Pelos mesmos crimes, o pai já tinha sido condenado a 12 anos de pena de prisão.
Mãe e filho, de 48 e 26 anos, começaram a ser julgados, esta manhã de quarta-feira, pelo tribunal de São João Novo, no Porto, pela suspeita de terem escravizado 19 trabalhadores, recrutados em Portugal, durante trabalhos agrícolas em La Rioja e Leon, em Espanha. Segundo a acusação pública, a família criou um clima de verdadeiro terror para conseguirem alcançar os seus intentos.
Pelos mesmos crimes, o pai já tinha sido condenado a 12 anos de pena de prisão.
Segundo a acusação do Ministério Público, a família recrutava pessoas com fragilidade psíquica, com dependência, sem família de retaguarda e carência económica. Os trabalhadores eram aliciados com pagamentos diários entre 30 e 40 euros. No entanto, eram ameaçados e agredidos para serem obrigados a trabalhar em períodos que chegam às 13 horas diárias. As pessoas eram, também obrigadas a dormir em currais, pocilgas e outros locais sem condições de salubridade e higiene.
Ainda segundo a acusação pública, a família não pagava aos trabalhadores ou entregava valores muito inferiores.

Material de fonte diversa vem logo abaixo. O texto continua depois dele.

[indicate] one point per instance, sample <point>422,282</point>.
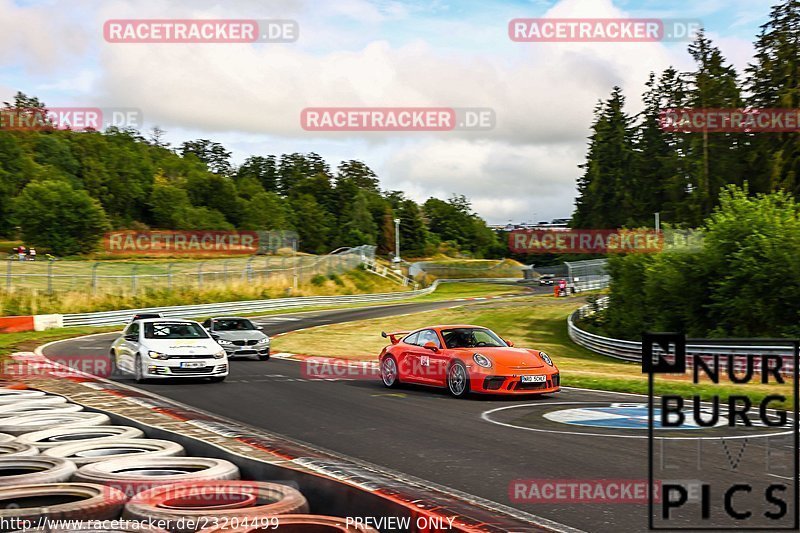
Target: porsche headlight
<point>482,360</point>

O Ministério Público avança que os arguidos usufruíram cerca de 350 mil euros com este esquema.
Mãe e filho negam em tribunal ter sequestrado e escravizado
No início da audiência de julgamento, que decorreu neste mesmo tribunal, o advogado de defesa dos arguidos, João Peres, referiu que mãe e filho, acusados de sequestro, escravidão, coação e burla, "são vítimas", recordando ainda que à data dos factos descritos na acusação o filho tinha 13 anos.
Durante o seu depoimento, a arguida, que vive em Espanha, garantiu "não ter nada a ver com a situação".
"Só fazia o que o meu ex-marido me mandava fazer. Eu era uma vítima do meu ex-marido", atirou.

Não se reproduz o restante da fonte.